Abstract:While recent advancements in Large Language Models have significantly advanced dermatological diagnosis, monolithic LLMs frequently struggle with fine-grained, large-scale multi-class diagnostic tasks and rare skin disease diagnosis owing to training data sparsity, while also lacking the interpretability and traceability essential for clinical reasoning. Although multi-agent systems can offer more transparent and explainable diagnostics, existing frameworks are primarily concentrated on Visual Question Answering and conversational tasks, and their heavy reliance on static knowledge bases restricts adaptability in complex real-world clinical settings. Here, we present SkinGPT-X, a multimodal collaborative multi-agent system for dermatological diagnosis integrated with a self-evolving dermatological memory mechanism. By simulating the diagnostic workflow of dermatologists and enabling continuous memory evolution, SkinGPT-X delivers transparent and trustworthy diagnostics for the management of complex and rare dermatological cases.
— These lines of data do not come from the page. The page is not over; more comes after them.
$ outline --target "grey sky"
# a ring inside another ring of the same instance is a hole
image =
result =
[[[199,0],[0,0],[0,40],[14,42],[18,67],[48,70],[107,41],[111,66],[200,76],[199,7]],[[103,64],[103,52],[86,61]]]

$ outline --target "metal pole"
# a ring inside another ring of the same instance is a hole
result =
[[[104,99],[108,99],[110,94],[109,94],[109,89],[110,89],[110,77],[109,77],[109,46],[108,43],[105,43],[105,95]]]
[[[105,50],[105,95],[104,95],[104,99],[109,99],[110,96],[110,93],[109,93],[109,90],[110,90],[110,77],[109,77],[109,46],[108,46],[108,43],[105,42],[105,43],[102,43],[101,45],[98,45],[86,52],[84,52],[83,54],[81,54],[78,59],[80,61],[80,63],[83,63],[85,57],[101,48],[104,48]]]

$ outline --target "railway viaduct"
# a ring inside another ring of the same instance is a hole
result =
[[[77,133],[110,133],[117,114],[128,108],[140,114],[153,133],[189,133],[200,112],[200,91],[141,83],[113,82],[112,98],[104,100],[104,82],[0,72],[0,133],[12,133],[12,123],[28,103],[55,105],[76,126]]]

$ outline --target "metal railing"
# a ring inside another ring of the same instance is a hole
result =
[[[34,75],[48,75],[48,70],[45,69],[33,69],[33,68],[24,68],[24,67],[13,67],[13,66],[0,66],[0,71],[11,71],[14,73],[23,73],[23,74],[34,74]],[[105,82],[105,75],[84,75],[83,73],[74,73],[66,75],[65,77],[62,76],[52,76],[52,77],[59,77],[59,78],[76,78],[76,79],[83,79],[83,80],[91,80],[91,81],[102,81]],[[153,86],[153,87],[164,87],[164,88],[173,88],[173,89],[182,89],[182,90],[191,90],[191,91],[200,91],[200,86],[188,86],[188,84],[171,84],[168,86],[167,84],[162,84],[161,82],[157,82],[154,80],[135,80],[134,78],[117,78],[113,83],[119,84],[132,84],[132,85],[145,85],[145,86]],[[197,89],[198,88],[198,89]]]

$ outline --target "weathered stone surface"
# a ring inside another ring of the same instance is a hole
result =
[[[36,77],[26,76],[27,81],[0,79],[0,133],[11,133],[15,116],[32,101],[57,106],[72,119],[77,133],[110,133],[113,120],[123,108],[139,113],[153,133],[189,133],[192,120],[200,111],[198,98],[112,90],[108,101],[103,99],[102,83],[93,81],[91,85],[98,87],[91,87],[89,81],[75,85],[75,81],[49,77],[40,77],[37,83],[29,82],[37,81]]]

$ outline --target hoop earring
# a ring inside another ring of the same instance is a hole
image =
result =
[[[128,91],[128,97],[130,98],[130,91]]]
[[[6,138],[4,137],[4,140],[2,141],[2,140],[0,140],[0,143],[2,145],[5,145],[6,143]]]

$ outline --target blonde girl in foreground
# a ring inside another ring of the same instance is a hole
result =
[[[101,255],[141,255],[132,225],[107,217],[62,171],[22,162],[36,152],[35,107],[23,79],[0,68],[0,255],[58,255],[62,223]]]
To validate the robustness of SkinGPT-X, we design a three-tier comparative experiment. First, we benchmark SkinGPT-X against four state-of-the-art LLMs across four public datasets, demonstrating its state-of-the-art performance with a +9.6% accuracy improvement on DDI31 and +13% weighted F1 gain on Dermnet over the state-of-the-art model. Second, we construct a large-scale multi-class dataset covering 498 distinct dermatological categories to evaluate its fine-grained classification capabilities. Finally, we curate the rare skin disease dataset, the first benchmark to address the scarcity of clinical rare skin diseases which contains 564 clinical samples with eight rare dermatological diseases. On this dataset, SkinGPT-X achieves a +9.8% accuracy improvement, a +7.1% weighted F1 improvement, a +10% Cohen's Kappa improvement.